Jack se encontró deseando que Wendy le preguntara por los animales del seto, que le preguntara a qué se refería Danny al decir Tú lo sabes porque viste… Si se lo preguntaba, se lo contaría todo. Todo. Lo de los animales, lo de la mujer en la habitación, incluso lo de la manguera para incendios que le había parecido ver cambiada de posición. Pero ¿dónde debía detenerse la confesión? ¿Podía contarle a Wendy que había tirado la magneto y que si no hubiera sido por eso ya podrían estar todos en Sidewinder?

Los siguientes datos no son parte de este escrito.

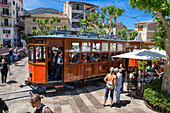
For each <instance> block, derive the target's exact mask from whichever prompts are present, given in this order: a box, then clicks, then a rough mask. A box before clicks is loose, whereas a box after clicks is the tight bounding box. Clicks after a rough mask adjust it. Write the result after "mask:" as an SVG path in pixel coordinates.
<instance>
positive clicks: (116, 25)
mask: <svg viewBox="0 0 170 113" xmlns="http://www.w3.org/2000/svg"><path fill="white" fill-rule="evenodd" d="M116 19H117V18H115V19H114V22H115V27H116V36H117V24H116Z"/></svg>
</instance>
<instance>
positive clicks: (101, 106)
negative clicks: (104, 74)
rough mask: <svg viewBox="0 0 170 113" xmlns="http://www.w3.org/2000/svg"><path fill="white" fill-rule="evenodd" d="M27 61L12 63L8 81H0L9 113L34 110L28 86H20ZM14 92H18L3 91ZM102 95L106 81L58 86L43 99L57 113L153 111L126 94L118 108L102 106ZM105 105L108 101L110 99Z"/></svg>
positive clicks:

Pero lo que le preguntó ella fue:

—¿Quieres una taza de té?

—Sí. Una taza de té me vendría bien.

Wendy fue hacia la puerta y allí se detuvo, frotándose los antebrazos por encima del suéter.

—La culpa es tanto mía como tuya —comentó—. ¿Qué estábamos haciendo mientras él tenía semejante… sueño, o lo que fuera?

—Wendy…

—Estábamos durmiendo —continuó ella—. Dormidos como una pareja de adolescentes que acaban de rascarse a gusto.

—Déjalo —protestó Jack—. Ya pasó.

—No, no pasó —respondió Wendy, mirándolo con una sonrisa extraña, excitante.

Salió para preparar el té, dejando a Jack a cargo del hijo de ambos.